Yorim Spoelder is currently a PhD-candidate in Global History at the Friedrich Meinecke Institut (Freie Universität Berlin). His project "Staging the Nation Beyond the Raj: Visions of Greater India, the Discourse of Civilization and Nationalist Imagination 1905-1960” is supervised by Prof. Dr. Sebastian Conrad. He earned a Master's degree in Global Studies at the Albert Ludwigs University of Freiburg, JNU New Delhi and the University of Cape Town (2012-2014). He was previously an international student fellow and seminar tutor at the Albert Ludwigs University of Freiburg (2012/2013-14), connected as a research intern with the Centre for Policy Research in New Delhi (2013) and involved as a student and student assistant with the Global History Program at the Freie Universität Berlin (2014-2016).

Staging the Nation Beyond the Raj: Visions of Greater India, the Discourse of Civilization and Nationalist Imagination (1905-1960)

Zooming in on the post-Swadeshi nationalist momentum in Bengal, this project aims to write an intellectual history of the emergence, heyday and afterlife of the Greater India discourse by mapping the scholarship, visions and transnational networks of Greater India scholars such as Kalidas Nag, Benoy Kumar Sarkar, Radha Kumud Mukherjee, Ramesh Chandra Majumdar, Bijan Raj Chatterji and Panindranath Bose.

Publications of the Greater India Society (1926) typically highlighted the connections of ancient Indian polities with China, Southeast Asia as well as Central Asia and foregrounded a “Golden Era” of diffusion during which Indian missionaries, traders and settlers spread a highly cultured form of Buddhist or Hindu civilization beyond the subcontinent. The logic of cultural diffusionism, the rhetoric of colonization and the notion of a “civilizing mission” reveal strong discursive links with British imperial ideology.

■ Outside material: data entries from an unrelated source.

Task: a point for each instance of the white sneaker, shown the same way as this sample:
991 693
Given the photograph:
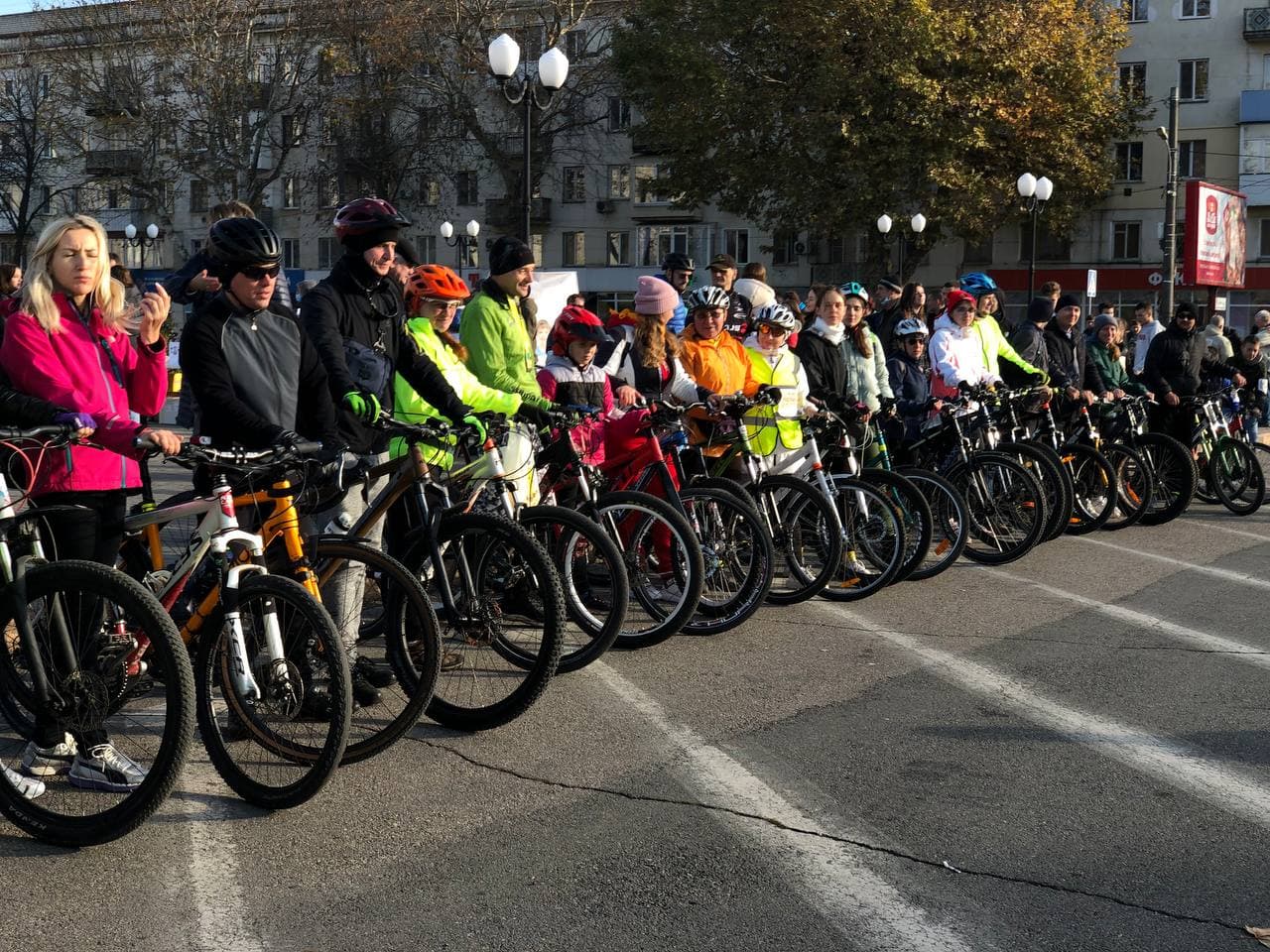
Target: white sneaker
28 785
49 762
105 769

Yet the entanglement of Greater India scholars with multiple transnational intellectual networks – e.g. the cordial links with Pan-Asian thinkers and the intensive academic cooperation with Dutch and French Indologists - helped destabilize Anglophone “colonial” assumptions about India and Indian history and paved the way for a discourse in which the nation and its ancient history became increasingly staged beyond the territorial and epistemic limits of the British Raj.

This project aims to interpret the Greater India discourse not just as an important historiographical intervention but - equally - as a multifaceted, politically charged and oftentimes self-contradictory vision whose timing, content and appeal can only be understood in the context of the constantly evolving anti-colonial struggle, nascent nationalist visions, the shifting discourse of civilization, and wider transnational ideological currents and networks as well as transcolonial knowledge transfers.